Von den mehreren bohnenlosen Start-ups ist Atomo weltweit am weitesten mit seinem Ansatz, verkauft seine Produkte aktuell in über 60 Cafés in den USA und online. Als Nächstes soll Japan der Beginn der Expansion nach Asien sein, das Unternehmen arbeitet mit einem Barista-Champion in Tokio zusammen. „Das Interesse an der asiatischen Region ist generell sehr groß, und wir haben dort größere Pläne in Arbeit. Wir wollen skalieren. Und wir stehen erst am Anfang“, sagt Kleitsch. In London kann man den Kaffee schon kaufen, andere europäische Länder sollen folgen. Dann will sich das Food-Tech-Unternehmen auch an den vielleicht kritischsten Markt für Food-Innovationen wagen: Italien. Kleitsch hat sein Unternehmen zu Beginn ganz bewusst nach dem italienischen Namen für „Atom“ benannt, das Land der gelebten Kaffeebegeisterung ist so etwas wie der Endgegner. Schon einige Male war Kleitsch dort, hat sich mit sehr großen Kaffeeunternehmen in Italien getroffen und das Produkt vorgestellt. „Sagen wir es mal so: Die großen Kaffeeunternehmen in Italien kennen uns“, sagt er, und lacht.

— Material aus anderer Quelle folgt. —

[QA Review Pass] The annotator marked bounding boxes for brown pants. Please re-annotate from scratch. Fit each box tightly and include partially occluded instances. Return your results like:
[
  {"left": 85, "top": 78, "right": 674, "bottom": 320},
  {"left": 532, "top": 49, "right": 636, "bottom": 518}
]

Bislang kommen die Inhaltsstoffe in kleinen Kügelchen in die Rösterei. Als nächstes will Andy Kleitsch mit seinem Team die bohnenlose Bohne kreieren, also etwas, das aussieht wie eine Kaffeebohne und sich beim Bearbeiten auch so verhält. Sie könnten dann in großen Kaffeemühlen der Kaffeebars frisch gemahlen werden, Hobby-Baristas könnten die Zubereitung zu Hause richtig zelebrieren. „Es ist ein weiterer Mount Everest, den wir besteigen müssen“, sagt Andy Kleitsch.